After Mulligan finishes speaking, Mr. Eglinton pipes up, eager to hear more of Stephen’s theory about Ann Hathaway, William Shakespeare’s wife. He says, “We begin to be interested in Mrs S. Till now we had thought of her, if at all, as a patient Griselda, a Penelope stay-at-home.” The mention of Penelope should stand out like a red flag to the expectant reader. The novel’s reincarnation of Penelope is Molly Bloom. And upon the surface, Molly is very much a stay-at-home—over the entire course of Bloomsday, she never once leaves the house at 7 Eccles Street. Yet “stay-at-home” does not merely denote a person who remains in the house; rather, the word connotes a person whose chief mode of activity lies in that “staying.” Further, it implies not only a physical “staying at home,” but a metaphorical “staying” as well. Though she has many suitors, Penelope, the Homeric model of marital fidelity, stays steadfastly at “home,” never breaking her promise to Odysseus.

But clearly, while this connotation does fit Homer’s Penelope, it poorly describes the other female figures to which the reader attaches it: Ann Hathaway and Molly Bloom. Ann Hathaway, Stephen explains at length, is the very model of infidelity, having committed adultery with Shakespeare’s own brothers. One might condemn Molly to the same fate. After all, she is only a few hours from her sexual encounter with Blazes Boylan, and she is well known around town as a “gamey mare” (Joyce 193). However, Molly Bloom is neither of these women—and she is also both. Like Ann Hathaway, she is an unfaithful wife to a (very mildly) unfaithful husband. However, like Penelope, she finally decides to “stay at home,” reaffirming her love for Bloom in her overwhelming monologue that makes up the “Penelope” chapter, ending with the repetition of the word “Yes,” her response to Bloom’s proposal of marriage (Joyce 644).

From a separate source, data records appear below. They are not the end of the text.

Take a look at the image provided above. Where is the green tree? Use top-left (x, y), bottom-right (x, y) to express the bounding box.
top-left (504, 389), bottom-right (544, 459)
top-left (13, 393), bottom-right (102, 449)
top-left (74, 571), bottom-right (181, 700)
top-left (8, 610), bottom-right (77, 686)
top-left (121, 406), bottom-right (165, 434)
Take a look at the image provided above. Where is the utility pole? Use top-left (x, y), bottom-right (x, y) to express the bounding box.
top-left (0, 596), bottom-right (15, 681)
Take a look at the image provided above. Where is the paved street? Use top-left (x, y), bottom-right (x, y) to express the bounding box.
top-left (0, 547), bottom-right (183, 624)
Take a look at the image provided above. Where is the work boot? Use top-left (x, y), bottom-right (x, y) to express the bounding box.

This passage might be viewed a curious microcosm of the entire novel. It begins with tenuous connections between Stephen and Bloom and develops the idea of Bloom’s Ulyssean journey while hinting at the future concord between the two men. It then introduces the complications of Molly Bloom’s infidelity and Leopold Bloom’s mild sexual strayings. It ends with the return to Molly, who encompasses both the figures of Ann Hathaway and Penelope, embodying their traits yet defying categorization. Like Ulysses, the passage is firmly rooted in the grimy details, the actual physical minutiae of “dear dirty Dublin.” Yet it takes flight in its symbolic and mythic underpinnings, which propel the mundane, the profane, and the commonplace to Olympian heights.

Sources:

  • Blamires, Harry. The New Bloomsday Book. London: Routledge, 1996.
  • Gilbert, Stuart. James Joyce’s Ulysses. New York: Vintage Books, 1955.
  • Joyce, James. Ulysses. New York: Vintage Books, 1986.
  • Schork, R.J. Greek and Hellenic Culture in Joyce. Gainesville: University Press of Florida, 1998.
  • Swinburne, Algernon Charles. Atalanta in Calydon. Oxford: Oxford University Press, 1930.